Bengaluru and Bangalore are the same city under two names, renamed officially in 2014, but both still circulate and get attached to slightly different sightseeing angles. Here is how the old and new identity actually map onto what you would go see.
Both identities anchor around Vidhana Soudha, the state legislature building both lists lead with. From there they diverge: Bengaluru's landmark list pairs it only with the Visvesvaraya Industrial and Technological Museum, while Bangalore's leans royal, adding Bangalore Palace and Tipu Sultan's Summer Palace as landmark entries in their own right.
Bengaluru's museum shelf is compact: the Government Museum of Bangalore and Visvesvaraya Industrial and Technological Museum cover history and technology. Bangalore's list is broader, keeping Government Museum but adding National Gallery of Modern Art (NGMA) for art and Jawaharlal Nehru Planetarium for science, a wider spread across disciplines.

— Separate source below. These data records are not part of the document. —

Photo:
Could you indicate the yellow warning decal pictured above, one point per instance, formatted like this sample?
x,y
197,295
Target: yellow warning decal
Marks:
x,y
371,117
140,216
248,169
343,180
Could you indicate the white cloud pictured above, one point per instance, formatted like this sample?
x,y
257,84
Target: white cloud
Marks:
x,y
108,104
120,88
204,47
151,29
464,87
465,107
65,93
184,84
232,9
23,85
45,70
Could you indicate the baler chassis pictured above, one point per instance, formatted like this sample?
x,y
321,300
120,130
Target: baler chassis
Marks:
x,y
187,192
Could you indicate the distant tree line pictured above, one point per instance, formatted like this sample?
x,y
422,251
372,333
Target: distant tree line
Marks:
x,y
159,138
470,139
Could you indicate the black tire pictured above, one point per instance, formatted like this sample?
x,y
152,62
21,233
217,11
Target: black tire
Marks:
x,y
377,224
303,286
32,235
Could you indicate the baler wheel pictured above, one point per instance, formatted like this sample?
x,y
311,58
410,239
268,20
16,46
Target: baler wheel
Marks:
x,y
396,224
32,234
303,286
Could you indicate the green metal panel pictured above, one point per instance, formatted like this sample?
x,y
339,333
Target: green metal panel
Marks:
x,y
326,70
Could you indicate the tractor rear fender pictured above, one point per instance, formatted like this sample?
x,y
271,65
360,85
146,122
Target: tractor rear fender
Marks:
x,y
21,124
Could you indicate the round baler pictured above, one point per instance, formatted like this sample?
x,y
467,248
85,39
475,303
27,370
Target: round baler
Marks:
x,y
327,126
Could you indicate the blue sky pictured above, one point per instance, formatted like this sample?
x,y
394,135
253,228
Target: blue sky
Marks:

Bengaluru's religious sites lean distinctive: the Bull Temple (Dodda Basavana Gudi), built around a giant Nandi monolith, and the ISKCON Temple (Sri Radha Krishna), a modern Krishna-devotion complex. Bangalore's list narrows to one entry, the Sri Mariamman Temple, an older South Indian temple in the city center, making faith sites a bigger draw under the Bengaluru label.
Both lists agree on green space, sharing Cubbon Park and the Lal Bagh Botanical Garden outright. Bengaluru then keeps going past city limits, listing Nandi Hills, Coorg (Kodagu), and Mysore (Mysuru) as day trips. Bangalore's list has no day-trip category at all, staying entirely inside the city.
Choose Bengaluru for a fuller religious-sites list and day trips to Nandi Hills, Coorg, and Mysore. Choose Bangalore for broader museum variety, including NGMA and the Jawaharlal Nehru Planetarium. Either way, you are booking the same city.